Voici les nouvelles productions cinématographiques abordées cette semaine par Thierry Fiorile et Matteu Maestracci : « Les Graines du figuier sauvage » réalisé par Mohammad Rasoulof, ainsi que « Ma vie, ma gueule » dirigé par Sophie Fillières.
Les Graines du figuier sauvage réalisé par Mohammad Rasoulof est un vibrant hommage aux femmes iraniennes qui, depuis l’année 2022, s’élèvent contre le régime islamiste au pouvoir. Ce mouvement, appelé « Femme, Vie, Liberté », a émergé spontanément suite au décès de Jina Mahsa Amini, victime de la police pour ne pas avoir porté son voile correctement. Lorsque les protestations éclatent, Mohammad Rasoulof se trouve en prison. À sa libération, malgré une surveillance étroite, il parvient à tourner en secret un drame familial, symbolisant la société iranienne.
Le père, un juge inflexible, passe ses journées à condamner les opposants du régime. La mère, fière de la réussite sociale de son époux, et en contraste, les filles, deux adolescentes, sont scandalisées par ce qui se déroule dans les rues et en sont témoins à travers les réseaux sociaux. Cette opposition de générations est décrite par le réalisateur comme une rencontre inévitable avec l’histoire du peuple iranien. Le film est poignant, rappelant un thriller, mêlant des images réelles de la répression visibles sur les réseaux sociaux à une mise en scène quasi fantastique.
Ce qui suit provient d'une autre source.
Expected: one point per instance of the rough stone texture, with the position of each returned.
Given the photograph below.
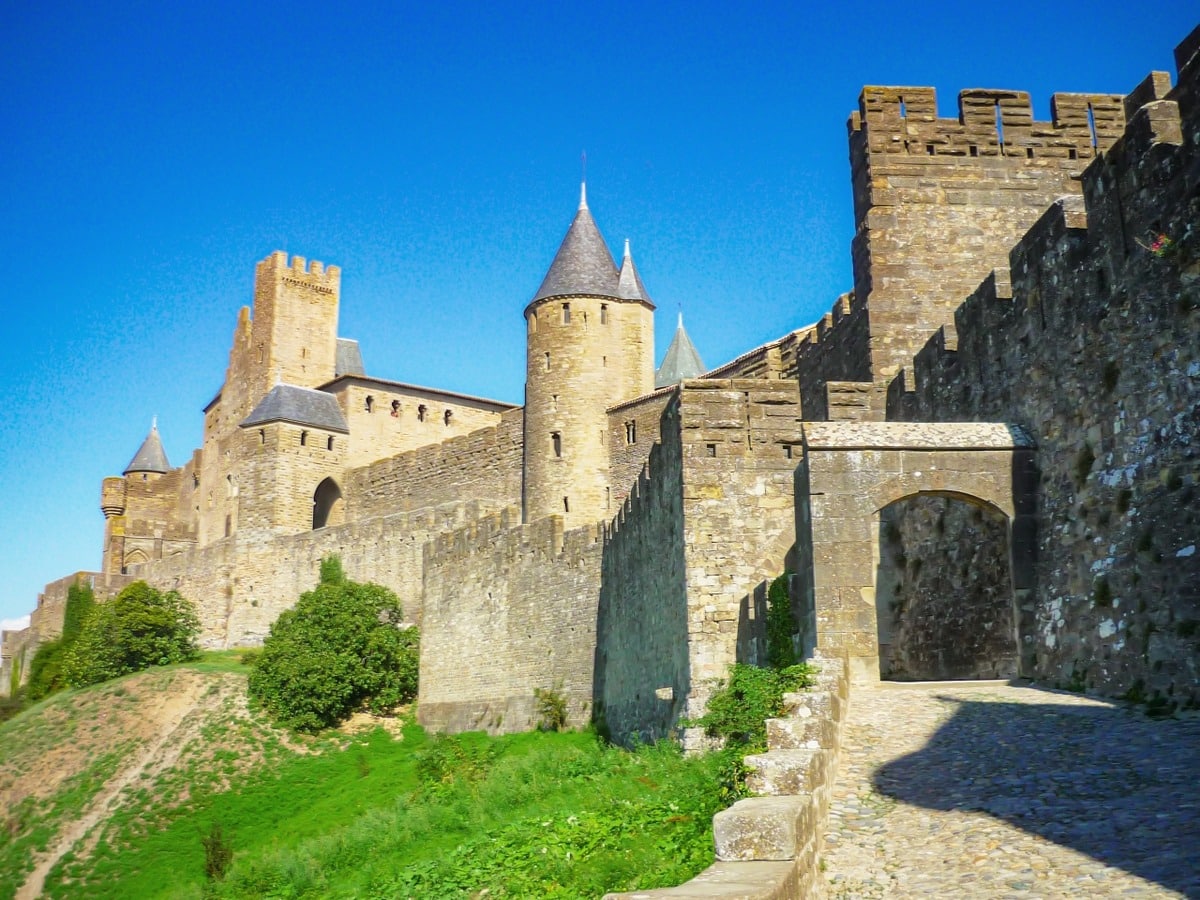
(1093, 351)
(945, 605)
(509, 609)
(983, 791)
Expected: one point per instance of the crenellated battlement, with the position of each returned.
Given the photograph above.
(990, 124)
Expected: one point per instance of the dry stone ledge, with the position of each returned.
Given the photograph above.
(762, 828)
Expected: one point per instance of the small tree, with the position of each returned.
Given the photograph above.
(139, 628)
(341, 648)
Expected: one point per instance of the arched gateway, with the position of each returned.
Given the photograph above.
(851, 471)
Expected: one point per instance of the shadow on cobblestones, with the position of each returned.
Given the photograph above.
(1103, 780)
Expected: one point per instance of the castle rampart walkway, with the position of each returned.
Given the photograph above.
(988, 790)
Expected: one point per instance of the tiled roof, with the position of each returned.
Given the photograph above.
(299, 406)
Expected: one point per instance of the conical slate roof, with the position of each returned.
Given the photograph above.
(150, 456)
(682, 360)
(583, 264)
(629, 285)
(299, 406)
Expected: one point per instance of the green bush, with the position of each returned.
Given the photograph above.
(340, 649)
(739, 708)
(780, 624)
(138, 629)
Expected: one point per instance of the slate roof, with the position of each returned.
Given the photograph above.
(349, 358)
(150, 456)
(682, 360)
(299, 406)
(629, 285)
(583, 264)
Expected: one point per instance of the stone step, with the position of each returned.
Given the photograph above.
(731, 881)
(765, 828)
(786, 772)
(813, 732)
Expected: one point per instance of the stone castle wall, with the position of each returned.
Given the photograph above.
(509, 609)
(1089, 341)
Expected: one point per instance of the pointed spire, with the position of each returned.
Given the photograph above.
(582, 264)
(150, 456)
(681, 361)
(629, 283)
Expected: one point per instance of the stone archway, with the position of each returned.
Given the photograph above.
(328, 507)
(852, 471)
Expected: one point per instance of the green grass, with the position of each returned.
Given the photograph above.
(527, 815)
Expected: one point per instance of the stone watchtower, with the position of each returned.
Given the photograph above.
(591, 345)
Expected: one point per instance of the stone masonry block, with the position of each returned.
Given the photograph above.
(779, 773)
(763, 828)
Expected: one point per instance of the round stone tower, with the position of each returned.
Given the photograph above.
(591, 345)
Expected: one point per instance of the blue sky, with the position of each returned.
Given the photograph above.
(151, 153)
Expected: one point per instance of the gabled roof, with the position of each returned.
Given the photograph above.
(583, 264)
(349, 358)
(682, 360)
(629, 285)
(150, 456)
(299, 406)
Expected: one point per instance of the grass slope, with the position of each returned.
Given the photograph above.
(527, 815)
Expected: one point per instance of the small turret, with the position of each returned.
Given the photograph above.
(150, 457)
(681, 361)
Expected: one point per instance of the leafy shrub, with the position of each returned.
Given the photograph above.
(551, 708)
(780, 624)
(139, 628)
(217, 853)
(340, 649)
(739, 708)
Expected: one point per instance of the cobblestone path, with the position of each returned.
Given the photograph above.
(1002, 791)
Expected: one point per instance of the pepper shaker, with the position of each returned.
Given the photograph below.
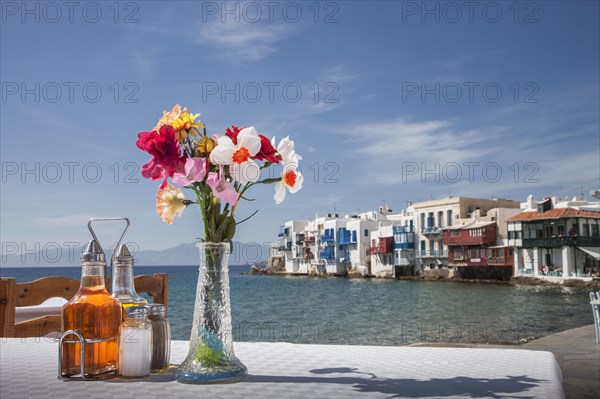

Présenté à Cannes à la dernière minute, Mohammad Rasoulof n’a reçu qu’un prix spécial ; le jury ne reconnaissant que l’aspect politique de l’œuvre, négligeant sa grande qualité artistique, magnifiée par trois actrices talentueuses ayant elles-mêmes dû quitter l’Iran.
Ma vie, ma gueule de Sophie Fillières
Ici aussi, l’histoire de la création du film est marquante. La cinéaste Sophie Fillières est décédée en juillet 2023, peu de temps après avoir terminé le tournage. Avant de partir, elle a confié à ses enfants, Agathe et Adam Bonitzer, la tâche de finaliser le montage avec l’aide de François Quiqueré, un monteur professionnel.
Cette anecdote émouvante a contribué à l’atmosphère chargée d’émotion lors du festival de Cannes, où Ma vie, ma gueule a été projeté lors de l’ouverture de la Quinzaine des Cinéastes. Et ce film, de quoi parle-t-il ? Eh bien, il est totalement représentatif du style unique de Sophie Fillières, inclassable et indescriptible, difficile à résumer en quelques mots. On y découvre Barberie Bichette (incarnée par Agnès Jaoui), une auteure contrariée qui travaille sans grande conviction dans le domaine de la publicité, qui peine à communiquer avec ses enfants, traverse une profonde dépression, et se voit en plus diagnostiquer une maladie grave. C’est une œuvre qui reflète aussi une partie de la vie de la réalisatrice.
Le film est peuplé de personnages déroutants, avec des surnoms farfelus, des dialogues brillants et inédits, et met en lumière une Agnès Jaoui exceptionnelle dans un registre comique difficile à maîtriser. Le spectateur se retrouve autant à rire qu’à pleurer, dans un mélange d’émotions intenses.